Verification & Definition of Done
The most common agent failure is not bad code — it's a confident "I'm done" when it isn't. Models are systematically overconfident about their own work, and the gap between the agent's confidence and actual correctness — the verification gap — is where unfinished work ships. The fix is structural: a written, command-verifiable Definition of Done, checked in layers, by something other than the model that did the work.
An agent must never be the sole judge of its own "done." The same model that generated the work grades it generously — worst of all on anything subjective.
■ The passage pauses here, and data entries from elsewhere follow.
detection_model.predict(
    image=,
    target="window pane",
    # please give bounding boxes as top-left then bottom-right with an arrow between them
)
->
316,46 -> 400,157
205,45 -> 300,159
The solution is to separate the worker from the checker.
Three layers, each gating the next
Termination criteria live in the harness as an ordered gate. Each layer is cheaper than the one after it, and failing any layer stops the climb — there is no point end-to-end testing code that doesn't type-check.
Layer 1 — static. Lint, type checks, build. Cheapest, catches the mechanical.
Layer 2 — runtime. The test suite passes, the app reaches ready state, the critical path executes. This is the core completion evidence — code that compiles but never ran proves nothing.
Layer 3 — end-to-end. The full pipeline, wired together. This layer exists because of component-boundary defects: module A and module B each pass their mocked unit tests and still break when connected — interface mismatches, state that doesn't propagate, resources that leak, errors that vanish between layers. Only a full run can prove their absence. In one instructive case, all five defects in a feature were caught by end-to-end tests and zero by unit tests.
Knowing the work will be verified end to end changes how the agent writes it — it starts considering interactions and error paths before the gate, not after. The gate is also a behavioral instrument, not just a filter.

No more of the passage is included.